First, let’s understand the three sources of association because these help us identify good and bad controls:

  1. Confounder or common cause means that exposure (X) and outcome (Y) share a common cause (Z). This is visualized in Figure 1. Z affects X and Y, and introduces a non-causal association (induce spurious associations) between X and Y. In this cases, we have learned that we must control for Z. Here, controlling or conditioning on Z means that we block the spurious association and identify the causal effect of X on Y. Thus, Z is a good (i.e., necessary) control here.
Confounder

Figure 1: Confounder

  1. Collider means that exposure (X) and outcome (Y) share a common effect (Z). This is visualized in Figure 2. X and Y, both affect Z. Unlike the previous scenario, X and Y having effect on Z does not introduce association. In this case, our results would be biased if we control for Z; we would induce a non-causal association. Thus, Z is a bad control here. Do not control for Z!!!
Collider

Figure 2: Collider

  1. Mediator means that exposure (X) affects outcome of interest (Y) through the mediator (Z). If we control for Z, we block the association. Figure 3 visualizes a chain. Controlling for Z on this causal pathway stops the flow of association and results in overcontrol bias. Thus, Z is again a bad control. Again, do not control for Z!!!

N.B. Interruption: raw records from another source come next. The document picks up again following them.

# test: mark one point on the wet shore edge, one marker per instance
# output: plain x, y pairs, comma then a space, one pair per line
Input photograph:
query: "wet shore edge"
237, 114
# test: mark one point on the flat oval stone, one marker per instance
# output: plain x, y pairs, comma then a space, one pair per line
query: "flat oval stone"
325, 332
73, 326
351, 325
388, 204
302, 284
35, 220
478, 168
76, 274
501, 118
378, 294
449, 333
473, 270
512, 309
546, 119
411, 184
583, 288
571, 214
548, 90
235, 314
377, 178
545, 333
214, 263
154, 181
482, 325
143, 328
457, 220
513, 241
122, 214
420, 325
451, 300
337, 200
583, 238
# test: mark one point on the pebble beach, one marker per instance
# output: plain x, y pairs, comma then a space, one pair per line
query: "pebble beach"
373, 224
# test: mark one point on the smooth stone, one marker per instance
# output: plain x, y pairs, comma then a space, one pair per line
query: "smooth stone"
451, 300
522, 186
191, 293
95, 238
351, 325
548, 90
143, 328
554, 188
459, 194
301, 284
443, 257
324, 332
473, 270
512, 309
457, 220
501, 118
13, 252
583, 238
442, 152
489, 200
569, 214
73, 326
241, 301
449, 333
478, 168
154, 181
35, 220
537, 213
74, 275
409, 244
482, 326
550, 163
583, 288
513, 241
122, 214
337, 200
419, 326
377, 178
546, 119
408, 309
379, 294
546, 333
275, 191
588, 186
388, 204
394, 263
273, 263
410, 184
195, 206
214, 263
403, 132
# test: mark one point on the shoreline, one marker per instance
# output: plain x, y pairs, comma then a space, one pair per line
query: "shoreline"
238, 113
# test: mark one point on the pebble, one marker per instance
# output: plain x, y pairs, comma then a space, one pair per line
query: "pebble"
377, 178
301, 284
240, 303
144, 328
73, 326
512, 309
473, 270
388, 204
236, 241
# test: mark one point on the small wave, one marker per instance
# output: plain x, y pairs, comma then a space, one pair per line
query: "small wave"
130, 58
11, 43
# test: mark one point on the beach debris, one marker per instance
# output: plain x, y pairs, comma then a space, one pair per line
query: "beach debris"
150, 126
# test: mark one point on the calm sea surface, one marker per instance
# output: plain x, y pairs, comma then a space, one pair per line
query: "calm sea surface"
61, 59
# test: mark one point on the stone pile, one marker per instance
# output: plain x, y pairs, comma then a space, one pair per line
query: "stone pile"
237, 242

CAVEAT!!! Here, I’m assuming that the interest lies in the total effect of X on Y. Conditioning on Z is relevant if the researcher is interested in the controlled direct effect (CDE), which we commonly encounter in mediation analyses.

Mediator

Figure 3: Mediator

Neutral controls

Actually, not all controls must be good or bad. There are also neutral controls. Let’s start with a scenario where Z and X affect Y, but Z and X are not correlated. We assume no effect of X on Z or Z on X. In this case, Z is considered a neutral control. Controlling for Z does no harm, and likely to improve the precision of the effect estimate, because controlling for Z would reduce the variation of Y. This is visualized in Figure 4

Neutral control: good for precision

Figure 4: Neutral control: good for precision

I believe it is also necessary to highlight one more scenario (among many more possible), where Z determines exposure (X) but not the outcome of interest (Y). This is visualized in Figure 5. Although we may still consider Z as a neutral control (since it does not introduce any bias), unlike the previous scenario in Figure 4, this does harm the precision of the effect estimate we are interested to find.

Neutral control: bad for precision

Figure 5: Neutral control: bad for precision

It is important to mention that I have only covered the simplest scenarios and one can think of much more challenging scenarios, but for the sake of simplicity and basic understanding, I will leave it at this. I hope this is helpful.